With these life experiences under her wings, Sr. Grace discerned to accept an invitation to relocate to New York and become a core member of a similar intentional community called Burning Bush. Little did she know at the time, that the invitation to reside in New York would extend itself over thirty years.
Over her years in New York, Sr. Grace undertook a variety of ministries, all with hands-on direct service including: housing of homeless women (Dwelling Place), psychiatric nursing (St. Vincent Hospital), shelter for youth (Covenant House), detox services (Bowery) and eventually the founding Director for Inniss Franciscan House, a transitional housing setting for men with addictions.
While in New York, Sr. Grace extended her education at New York Theological and obtained a Masters in Art in 1981 in Religion and Psychology.
In addition to her outreach ministerial services, Sr. Grace always had the time and energy to meet the needs of her family and loved ones in a personal caring way, vesting both herself and her loving care.
In 2007, Sr.

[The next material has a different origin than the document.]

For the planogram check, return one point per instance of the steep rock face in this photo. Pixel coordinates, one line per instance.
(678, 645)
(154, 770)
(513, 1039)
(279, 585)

Grace returned to Ohio and took up residence and ministry at Grace Place in Cincinnati which was a Catholic Worker House devoted to the care of women in transition.
In 2010, Sr. Grace was asked by Leadership to consider a new ministry focused on providing welcoming hospitality to women on the streets who live with addiction. This ministry was named Tamar's Place and is situated in the Over-the-Rhine neighborhood. Over the years, the ministry has witnessed women recover from their lifestyle choices through the acceptance and love of Sr. Grace. Frequently, you would hear Sr. Grace refer to the clients as "my girls".
She not only believed in the goodness of each woman, she managed to love each one into fuller life.
Within the months of her last illness, she managed to celebrate her 60th Jubilee with joy and delight surrounded by Sisters, family and friends.

So dear Sr. Grace, you have indeed been a very faithful servant to many persons over your incredible lifetime. You have touched many lives and as many souls. May you now know and experience the fullness of God's promise of life for all eternity.
Thank you for your witness to us of what living and dying well looks like in this life. Go forth in peace and with our love.

Written by: Sr. Marilyn Trowbridge
August 5, 2016

Sr. Grace Miriam A Different Drummer

How rare the soul who understands and marches to a beat A little odd, unusual but in the end, so sweet.
Her life took chances, righted wrongs, she saw the hidden good Within so many others hearts and loved them where they stood. Her strength, her joy, that different drum reached out and touched us all – What miracles are possible when we answer Jesus’ call.